UFJF e UFMG pedem desculpas por uso de corpos do Hospital Colônia de Barbacena
Em notas públicas, as instituições reconheceram a gravidade da prática, ligada a um período marcado por violações de direitos humanos na assistência psiquiátrica em Minas Gerais
A Universidade Federal de Juiz de Fora (UFJF) publicou nesta segunda-feira, 18 de maio, uma carta aberta na qual pede desculpas à sociedade brasileira pelo recebimento de 169 corpos do Hospital Colônia de Barbacena entre 1962 e 1971, usados em aulas de anatomia. Na manifestação, a instituição afirma que a prática aviltou a dignidade das pessoas mortas no hospital e anuncia medidas de reparação simbólica, como ações educativas, evento sobre o tema, apoio à criação de memorial e pesquisas documentais sobre a relação entre a universidade e o Colônia.
A nota da UFJF também informa que, desde 2010, o Departamento de Anatomia do Instituto de Ciências Biológicas passou a trabalhar exclusivamente com doações voluntárias de corpos, por meio do programa Sempre Vivo. Segundo a universidade, a iniciativa inclui ações de conscientização voltadas à comunidade e aos estudantes da área da saúde, com defesa explícita da dignidade humana.

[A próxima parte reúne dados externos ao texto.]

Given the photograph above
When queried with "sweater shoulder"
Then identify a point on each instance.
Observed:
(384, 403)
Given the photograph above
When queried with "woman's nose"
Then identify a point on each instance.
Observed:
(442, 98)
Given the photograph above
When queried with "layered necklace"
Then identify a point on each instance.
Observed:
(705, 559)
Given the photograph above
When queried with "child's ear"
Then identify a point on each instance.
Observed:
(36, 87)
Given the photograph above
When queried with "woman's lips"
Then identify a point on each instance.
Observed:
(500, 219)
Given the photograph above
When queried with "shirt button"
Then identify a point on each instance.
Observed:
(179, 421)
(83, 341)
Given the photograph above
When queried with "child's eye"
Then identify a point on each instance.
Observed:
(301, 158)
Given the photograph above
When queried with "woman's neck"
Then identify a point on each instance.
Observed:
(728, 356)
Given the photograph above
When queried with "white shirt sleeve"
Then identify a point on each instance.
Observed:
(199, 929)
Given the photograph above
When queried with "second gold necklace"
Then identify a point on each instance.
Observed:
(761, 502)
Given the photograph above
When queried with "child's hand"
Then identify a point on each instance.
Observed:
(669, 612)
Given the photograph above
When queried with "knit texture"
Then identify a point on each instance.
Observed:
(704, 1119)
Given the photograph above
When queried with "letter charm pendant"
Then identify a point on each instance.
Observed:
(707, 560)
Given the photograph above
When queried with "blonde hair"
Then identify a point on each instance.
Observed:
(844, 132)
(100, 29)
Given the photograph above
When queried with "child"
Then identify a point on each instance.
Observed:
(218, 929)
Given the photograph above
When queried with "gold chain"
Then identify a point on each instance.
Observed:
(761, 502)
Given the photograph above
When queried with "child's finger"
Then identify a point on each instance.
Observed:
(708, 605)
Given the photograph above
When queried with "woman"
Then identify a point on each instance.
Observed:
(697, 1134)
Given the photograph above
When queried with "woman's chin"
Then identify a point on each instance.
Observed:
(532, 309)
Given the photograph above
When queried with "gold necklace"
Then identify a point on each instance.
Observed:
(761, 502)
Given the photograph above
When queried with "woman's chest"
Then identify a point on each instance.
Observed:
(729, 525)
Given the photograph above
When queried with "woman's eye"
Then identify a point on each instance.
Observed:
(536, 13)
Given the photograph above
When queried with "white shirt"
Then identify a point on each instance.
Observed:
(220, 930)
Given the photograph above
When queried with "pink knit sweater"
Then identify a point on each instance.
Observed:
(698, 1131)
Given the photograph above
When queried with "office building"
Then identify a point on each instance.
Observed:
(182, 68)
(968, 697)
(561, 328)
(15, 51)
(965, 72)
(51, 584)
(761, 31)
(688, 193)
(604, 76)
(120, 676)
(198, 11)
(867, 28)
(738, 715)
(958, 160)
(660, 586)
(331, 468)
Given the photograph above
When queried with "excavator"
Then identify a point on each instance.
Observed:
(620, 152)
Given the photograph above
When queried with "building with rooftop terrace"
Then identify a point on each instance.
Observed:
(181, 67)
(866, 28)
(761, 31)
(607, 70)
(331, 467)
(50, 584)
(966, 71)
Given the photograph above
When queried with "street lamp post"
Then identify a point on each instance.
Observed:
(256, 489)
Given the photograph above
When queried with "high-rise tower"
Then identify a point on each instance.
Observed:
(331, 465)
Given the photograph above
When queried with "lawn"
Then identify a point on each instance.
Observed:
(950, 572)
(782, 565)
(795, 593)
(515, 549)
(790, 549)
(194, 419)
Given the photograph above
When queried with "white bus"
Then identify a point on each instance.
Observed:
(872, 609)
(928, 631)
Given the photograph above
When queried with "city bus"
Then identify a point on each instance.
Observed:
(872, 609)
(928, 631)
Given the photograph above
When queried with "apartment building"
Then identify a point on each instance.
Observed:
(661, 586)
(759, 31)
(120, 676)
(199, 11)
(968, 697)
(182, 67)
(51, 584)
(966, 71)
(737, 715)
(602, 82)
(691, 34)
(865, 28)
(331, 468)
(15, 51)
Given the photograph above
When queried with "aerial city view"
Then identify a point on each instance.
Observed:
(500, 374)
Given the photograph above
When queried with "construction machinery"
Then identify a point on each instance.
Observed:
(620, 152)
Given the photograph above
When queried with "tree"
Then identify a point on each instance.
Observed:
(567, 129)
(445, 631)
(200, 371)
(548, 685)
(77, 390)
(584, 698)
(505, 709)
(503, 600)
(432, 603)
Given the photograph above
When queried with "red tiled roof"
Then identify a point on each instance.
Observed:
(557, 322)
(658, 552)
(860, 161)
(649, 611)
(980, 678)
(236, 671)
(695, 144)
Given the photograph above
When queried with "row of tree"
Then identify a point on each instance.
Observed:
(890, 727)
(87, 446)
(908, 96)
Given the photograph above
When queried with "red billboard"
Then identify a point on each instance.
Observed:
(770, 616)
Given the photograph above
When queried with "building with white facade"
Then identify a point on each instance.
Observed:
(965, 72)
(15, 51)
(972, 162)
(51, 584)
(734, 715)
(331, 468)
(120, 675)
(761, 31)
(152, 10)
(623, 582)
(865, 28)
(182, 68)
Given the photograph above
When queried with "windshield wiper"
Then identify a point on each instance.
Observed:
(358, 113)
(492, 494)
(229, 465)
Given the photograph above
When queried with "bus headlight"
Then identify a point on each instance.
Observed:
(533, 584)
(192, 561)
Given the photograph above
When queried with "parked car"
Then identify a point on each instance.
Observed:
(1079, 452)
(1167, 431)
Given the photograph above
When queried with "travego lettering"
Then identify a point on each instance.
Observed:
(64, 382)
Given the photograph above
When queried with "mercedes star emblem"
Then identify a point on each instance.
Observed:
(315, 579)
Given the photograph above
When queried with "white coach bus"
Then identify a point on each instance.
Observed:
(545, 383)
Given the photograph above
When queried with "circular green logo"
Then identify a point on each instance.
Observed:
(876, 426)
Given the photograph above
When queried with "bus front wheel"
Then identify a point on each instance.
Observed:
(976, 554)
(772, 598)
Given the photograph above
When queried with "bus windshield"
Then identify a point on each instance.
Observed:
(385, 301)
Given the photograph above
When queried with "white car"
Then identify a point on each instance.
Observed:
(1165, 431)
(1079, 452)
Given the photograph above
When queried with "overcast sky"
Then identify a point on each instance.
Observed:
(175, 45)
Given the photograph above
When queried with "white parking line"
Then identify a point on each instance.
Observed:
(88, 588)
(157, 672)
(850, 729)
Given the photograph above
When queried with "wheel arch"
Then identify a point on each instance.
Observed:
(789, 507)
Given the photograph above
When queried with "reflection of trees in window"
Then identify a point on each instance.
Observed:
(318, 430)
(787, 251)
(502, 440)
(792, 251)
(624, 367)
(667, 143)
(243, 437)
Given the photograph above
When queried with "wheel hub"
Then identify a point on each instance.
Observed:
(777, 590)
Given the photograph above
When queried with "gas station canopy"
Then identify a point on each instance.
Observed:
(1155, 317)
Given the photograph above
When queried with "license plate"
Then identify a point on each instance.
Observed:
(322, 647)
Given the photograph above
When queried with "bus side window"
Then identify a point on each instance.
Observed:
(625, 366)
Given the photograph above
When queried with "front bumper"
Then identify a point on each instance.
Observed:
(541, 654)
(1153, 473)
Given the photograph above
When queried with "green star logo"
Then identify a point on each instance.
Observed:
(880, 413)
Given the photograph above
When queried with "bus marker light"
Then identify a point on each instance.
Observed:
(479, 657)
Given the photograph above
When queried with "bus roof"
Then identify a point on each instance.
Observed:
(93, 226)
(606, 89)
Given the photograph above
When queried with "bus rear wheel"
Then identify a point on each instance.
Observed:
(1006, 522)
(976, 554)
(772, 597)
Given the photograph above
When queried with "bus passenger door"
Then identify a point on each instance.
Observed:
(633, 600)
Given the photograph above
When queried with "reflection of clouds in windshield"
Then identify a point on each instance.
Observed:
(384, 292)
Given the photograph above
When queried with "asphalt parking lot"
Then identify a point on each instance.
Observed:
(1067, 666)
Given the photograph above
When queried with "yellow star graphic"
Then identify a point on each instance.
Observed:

A UFMG já havia se manifestado no mês anterior. Em declaração pública divulgada pela Faculdade de Medicina, a universidade pediu desculpas por ter adquirido, no século 20, cadáveres provenientes do Hospital Colônia de Barbacena. A instituição afirmou que a manifestação é acompanhada por ações de memória em parceria com grupos da luta antimanicomial, pela restauração do livro histórico de registro de cadáveres e pela inclusão do tema nas disciplinas de anatomia.
No mesmo comunicado, a UFMG lembrou que mantém desde 1999 o programa “Vida após a Vida”, voltado à doação voluntária e consentida de corpos para o ensino da anatomia. A universidade diz que o modelo substituiu a antiga dependência de corpos não reclamados e passou a orientar o trabalho acadêmico dentro de parâmetros legais e éticos.
O episódio recoloca em debate um capítulo doloroso da história da saúde mental no país, marcado por segregação, estigma e violência institucional. Ao retomar o assunto publicamente, UFJF e UFMG afirmam buscar não apenas reconhecer a responsabilidade histórica, mas também reforçar o compromisso com a reforma psiquiátrica, a memória e os direitos humanos.